Au bout d'un moment, je lui demandai :

- Qui t'appelle?

- Personne.

Je ne fus même pas capable de lui dire : "Ce sont des bêtises". C'était ça, l'inconnu.

- C'est ça, l'inconnu.

- Encore l'inconnu, dit-elle; explique-moi.

- L'inconnu, c'est personne; lequel peut apparaître n'importe quand, sans que je le voie.

- Et si je ne le voyais pas moi-même?

Je me rappelai quelque chose de vague :

- Personne, c'est quelqu'un de fort?

- Personne ne décide pas par lui-même.

Elle eut un timide sourire :

- Ça s'embrouille. Tu utilises "personne" comme le nom de quelqu'un; moi, j'avais simplement dit personne.

Je l'interrompis :

- C'est que justement tu me donnes l'impression qu'il y a quelqu'un.

- Non. Mais je sens que ma vie peut créer... peut-être ce quelqu'un; ou bien il n'y aura vraiment personne. Mais alors ma vie disparaîtra.

- Et tu penses qu'il se peut qu'il n'y ait personne?

Elle rit sans me regarder; puis, elle secoua doucement la tête et la pencha pour m'observer de côté.

- Ton univers est proche de toi, dit-elle.

Maintenant, elle souriait. Elle continua d'une voix assez enjouée :

- Tu veux que tout vienne à toi. Pourquoi dit-on que les garçons recherchent l'aventure? J'ai envie de dire qu'ils cherchent à s'emparer de l'aventure, et non à s'y livrer. Les filles donneraient-elles plus d'elles-mêmes, alors qu'elles paraissent immobiles?

- Voilà! Voilà! C'est ça! C'est ça!

J'avais explosé. Elle ouvrit grand ses yeux, releva encore plus la tête, et me dit d'un air mi-moqueur, mi-inquiet :

- Qu'est-ce que j'ai dit? Tu as l'air d'avoir entendu des paroles surnaturelles!

- ...donnent plus d'elles-mêmes!

Elle m'écoutait, maintenant, sans parler. Je frémissais. Ma voix se fit haletante :

- C'est ça! les filles donnent! Et après, il ne reste rien!

Elle prit un air sérieux pour répondre :

- Eh bien! Ça prouve qu'elles ne donnent qu'une fois!

La réponse me surprit parce qu'elle était raisonnable. Cela m'étourdissait.
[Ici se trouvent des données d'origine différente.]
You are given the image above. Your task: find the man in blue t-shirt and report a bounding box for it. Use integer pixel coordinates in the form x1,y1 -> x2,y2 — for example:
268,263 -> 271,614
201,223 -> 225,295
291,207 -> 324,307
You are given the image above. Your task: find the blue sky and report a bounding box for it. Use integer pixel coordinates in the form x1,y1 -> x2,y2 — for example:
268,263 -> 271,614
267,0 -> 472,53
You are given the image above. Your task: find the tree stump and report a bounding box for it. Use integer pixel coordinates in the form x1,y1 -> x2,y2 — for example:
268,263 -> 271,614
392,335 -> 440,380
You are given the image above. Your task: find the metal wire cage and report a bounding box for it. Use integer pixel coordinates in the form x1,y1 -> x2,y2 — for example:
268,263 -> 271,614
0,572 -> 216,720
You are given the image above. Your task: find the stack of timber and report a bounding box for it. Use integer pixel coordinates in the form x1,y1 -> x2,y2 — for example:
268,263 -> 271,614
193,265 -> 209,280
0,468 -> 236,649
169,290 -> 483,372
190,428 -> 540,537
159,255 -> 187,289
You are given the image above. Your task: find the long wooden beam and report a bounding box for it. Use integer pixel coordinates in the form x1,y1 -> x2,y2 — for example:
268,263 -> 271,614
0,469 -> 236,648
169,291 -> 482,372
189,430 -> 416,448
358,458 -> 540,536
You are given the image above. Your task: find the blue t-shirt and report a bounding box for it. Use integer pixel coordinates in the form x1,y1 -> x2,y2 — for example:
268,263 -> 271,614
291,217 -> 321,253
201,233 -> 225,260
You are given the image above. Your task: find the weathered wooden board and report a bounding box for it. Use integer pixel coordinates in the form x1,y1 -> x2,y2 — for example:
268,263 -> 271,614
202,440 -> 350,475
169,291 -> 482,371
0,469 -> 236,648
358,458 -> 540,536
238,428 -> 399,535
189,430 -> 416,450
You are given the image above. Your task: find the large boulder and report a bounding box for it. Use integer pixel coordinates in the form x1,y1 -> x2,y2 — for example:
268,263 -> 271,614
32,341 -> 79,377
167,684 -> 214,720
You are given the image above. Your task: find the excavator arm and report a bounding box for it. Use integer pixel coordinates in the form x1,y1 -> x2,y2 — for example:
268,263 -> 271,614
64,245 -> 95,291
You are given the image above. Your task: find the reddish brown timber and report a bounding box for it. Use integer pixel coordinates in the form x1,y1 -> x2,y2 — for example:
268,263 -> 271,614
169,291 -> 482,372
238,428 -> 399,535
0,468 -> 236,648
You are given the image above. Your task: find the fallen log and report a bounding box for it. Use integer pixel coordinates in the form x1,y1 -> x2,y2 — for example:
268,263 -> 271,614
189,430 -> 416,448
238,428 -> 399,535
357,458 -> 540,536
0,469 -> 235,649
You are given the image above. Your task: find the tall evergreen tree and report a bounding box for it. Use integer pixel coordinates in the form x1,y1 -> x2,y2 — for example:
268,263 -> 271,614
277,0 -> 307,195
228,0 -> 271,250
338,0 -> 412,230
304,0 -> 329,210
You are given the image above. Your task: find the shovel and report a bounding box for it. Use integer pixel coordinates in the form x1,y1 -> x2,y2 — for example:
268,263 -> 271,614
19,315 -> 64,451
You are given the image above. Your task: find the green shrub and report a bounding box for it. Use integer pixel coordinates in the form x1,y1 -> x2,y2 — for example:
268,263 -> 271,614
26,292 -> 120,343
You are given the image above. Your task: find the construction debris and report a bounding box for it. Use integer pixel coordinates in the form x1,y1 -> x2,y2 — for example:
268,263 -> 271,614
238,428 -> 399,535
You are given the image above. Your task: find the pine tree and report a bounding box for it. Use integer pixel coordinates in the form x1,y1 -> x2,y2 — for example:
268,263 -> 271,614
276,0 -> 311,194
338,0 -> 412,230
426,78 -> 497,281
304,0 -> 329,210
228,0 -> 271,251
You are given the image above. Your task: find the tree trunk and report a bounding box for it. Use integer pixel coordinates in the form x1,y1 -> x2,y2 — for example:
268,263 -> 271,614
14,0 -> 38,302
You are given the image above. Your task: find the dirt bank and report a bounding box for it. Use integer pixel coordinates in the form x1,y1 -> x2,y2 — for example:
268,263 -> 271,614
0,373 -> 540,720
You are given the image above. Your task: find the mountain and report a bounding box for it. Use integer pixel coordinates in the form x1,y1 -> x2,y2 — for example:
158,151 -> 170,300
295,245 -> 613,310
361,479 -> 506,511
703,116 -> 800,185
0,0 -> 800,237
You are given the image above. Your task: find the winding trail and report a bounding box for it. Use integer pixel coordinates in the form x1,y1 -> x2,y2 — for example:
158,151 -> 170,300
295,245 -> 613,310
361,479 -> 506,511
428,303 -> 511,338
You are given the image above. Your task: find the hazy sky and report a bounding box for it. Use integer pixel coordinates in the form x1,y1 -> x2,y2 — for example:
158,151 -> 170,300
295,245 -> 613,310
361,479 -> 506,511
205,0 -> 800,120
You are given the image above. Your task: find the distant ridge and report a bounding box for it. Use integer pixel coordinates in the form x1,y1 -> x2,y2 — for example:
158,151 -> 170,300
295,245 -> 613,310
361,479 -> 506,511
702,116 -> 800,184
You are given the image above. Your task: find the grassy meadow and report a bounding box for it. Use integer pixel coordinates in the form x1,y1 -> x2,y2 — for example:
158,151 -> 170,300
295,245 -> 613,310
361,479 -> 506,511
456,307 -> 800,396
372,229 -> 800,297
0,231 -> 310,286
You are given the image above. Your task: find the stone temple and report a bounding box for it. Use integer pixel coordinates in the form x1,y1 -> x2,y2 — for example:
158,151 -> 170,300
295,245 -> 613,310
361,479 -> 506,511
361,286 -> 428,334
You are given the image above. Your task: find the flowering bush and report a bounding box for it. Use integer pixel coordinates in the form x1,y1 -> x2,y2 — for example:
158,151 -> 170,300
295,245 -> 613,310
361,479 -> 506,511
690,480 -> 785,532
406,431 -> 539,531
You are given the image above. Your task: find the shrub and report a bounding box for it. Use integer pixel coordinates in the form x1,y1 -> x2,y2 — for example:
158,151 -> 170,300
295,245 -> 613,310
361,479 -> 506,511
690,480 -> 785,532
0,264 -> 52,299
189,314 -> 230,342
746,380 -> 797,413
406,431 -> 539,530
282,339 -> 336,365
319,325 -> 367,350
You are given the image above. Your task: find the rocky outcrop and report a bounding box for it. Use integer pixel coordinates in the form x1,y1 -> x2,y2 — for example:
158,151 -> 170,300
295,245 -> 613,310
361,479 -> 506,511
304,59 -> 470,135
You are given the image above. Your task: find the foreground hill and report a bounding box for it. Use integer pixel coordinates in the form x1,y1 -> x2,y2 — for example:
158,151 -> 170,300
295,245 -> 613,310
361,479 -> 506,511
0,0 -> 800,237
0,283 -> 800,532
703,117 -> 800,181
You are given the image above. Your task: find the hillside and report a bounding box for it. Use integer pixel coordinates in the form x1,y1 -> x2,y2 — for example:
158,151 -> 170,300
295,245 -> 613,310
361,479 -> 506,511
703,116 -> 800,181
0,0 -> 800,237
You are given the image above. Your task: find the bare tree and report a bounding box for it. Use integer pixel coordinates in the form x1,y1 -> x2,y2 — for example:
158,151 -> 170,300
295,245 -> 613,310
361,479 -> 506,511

Ma peur me revint, mêlée à un grand calme. La peur est-elle donc autre que l'inquiétude? Je me sentais pressé de parler; mais rien ne venait à mon esprit. Je n'osais la regarder. Soudain, elle s'écria d'une voix légère :

- Tu sais, il y a un feu de camp après-demain! Il faut que j'aille préparer des costumes, des décors...

Elle resta rêveuse et amusée; puis, elle ajouta :

- Tu veux qu'on aille nager avant le déjeuner? Je ferai tout ça cet après-midi.

Je demandai, un peu agacé :

- Tu es tellement passionnée par ces amusements?

- Pourquoi? Tu as besoin de moi?

- Non, non. J'étais étonné, c'est tout.

- J'aime bien m'amuser.

Elle s'était levée et s'affairait à une chose ou à une autre.

- Et puis, les filles comptent sur moi, dit-elle de la même voix légère, bien qu'un peu plus lente.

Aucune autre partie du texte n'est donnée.